私と違って、おっとりとした性格で、いつもニコニコとしている印象が有る子だ。
気配りも出来る子で、レジ操作に不慣れだった頃は先にバイトを始めていた彼女には色々とお世話になった。
今もきっと考え込んでいた私を気遣って声を掛けてくれたのだろう。
まあ、手のひらに乗せて差し出している飴が、女子高生にしてはオジサン臭さ過ぎる『龍●散のど飴』でなければ良かったとはかなり真剣に思う。実はここだけの話、彼女のロッカーの中には箱買いしたのど飴の山が有る事を知っている。 まあ、私も好きだけどね・・・
「あ、それだったら、里璃亜もキャンデー上げる」
そう言ってくれたのは同じくバイト仲間で同い年の牧野里璃亜ちゃんだ。
亜里沙ちゃんと違って、彼女の場合の親切は計算から来る面が強い。特に男性の前ではこっちが引いてしまう程に自分の可愛さをアピールしている。
それだけなら私が苦手な裏表の有る子なのだが、女の子同士の時には同じく引くくらいの剽軽な一面を惜しげもなく見せ付けるので、これまで苦手意識を持った事は無い。
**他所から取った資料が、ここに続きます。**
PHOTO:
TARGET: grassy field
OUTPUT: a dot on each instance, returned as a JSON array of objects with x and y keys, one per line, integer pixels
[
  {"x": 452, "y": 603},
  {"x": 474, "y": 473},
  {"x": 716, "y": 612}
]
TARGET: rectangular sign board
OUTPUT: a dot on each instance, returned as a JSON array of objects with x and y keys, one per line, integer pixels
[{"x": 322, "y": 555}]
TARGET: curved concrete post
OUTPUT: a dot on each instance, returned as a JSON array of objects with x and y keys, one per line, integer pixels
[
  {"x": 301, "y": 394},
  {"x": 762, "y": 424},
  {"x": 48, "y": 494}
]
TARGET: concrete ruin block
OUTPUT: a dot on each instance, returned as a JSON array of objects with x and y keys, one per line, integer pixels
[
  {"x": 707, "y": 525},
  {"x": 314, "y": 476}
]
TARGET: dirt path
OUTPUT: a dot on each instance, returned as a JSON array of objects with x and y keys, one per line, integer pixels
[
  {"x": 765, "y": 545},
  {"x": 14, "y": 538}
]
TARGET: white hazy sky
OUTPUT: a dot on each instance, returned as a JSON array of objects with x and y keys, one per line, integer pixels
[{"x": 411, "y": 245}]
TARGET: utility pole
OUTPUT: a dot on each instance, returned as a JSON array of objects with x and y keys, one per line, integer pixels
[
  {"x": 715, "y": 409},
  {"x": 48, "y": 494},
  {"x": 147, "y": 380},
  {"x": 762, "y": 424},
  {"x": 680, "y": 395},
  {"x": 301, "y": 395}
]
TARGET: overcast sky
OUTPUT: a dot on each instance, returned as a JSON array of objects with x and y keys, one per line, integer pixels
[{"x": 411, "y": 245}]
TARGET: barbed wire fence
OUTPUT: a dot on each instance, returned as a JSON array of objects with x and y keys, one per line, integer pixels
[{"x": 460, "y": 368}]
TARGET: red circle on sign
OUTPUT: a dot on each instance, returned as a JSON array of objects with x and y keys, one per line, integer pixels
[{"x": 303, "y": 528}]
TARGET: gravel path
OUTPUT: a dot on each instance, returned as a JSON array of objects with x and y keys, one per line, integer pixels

たまたま『召喚時』に休みだった、これまた同じ高1の関根淳子ちゃんも含めた私たちレジバイトの4人は大の仲よしだった。
バイトが終わった後にファミレスに行ったり、それぞれが抱える悩みも相談した事も有る。
中学時代に痛めた右膝の為に高校では陸上部に入らず、余った時間を持て余した私にとって、みんなに会えるスーパー織田のレジバイトは救いでも有ったと思う。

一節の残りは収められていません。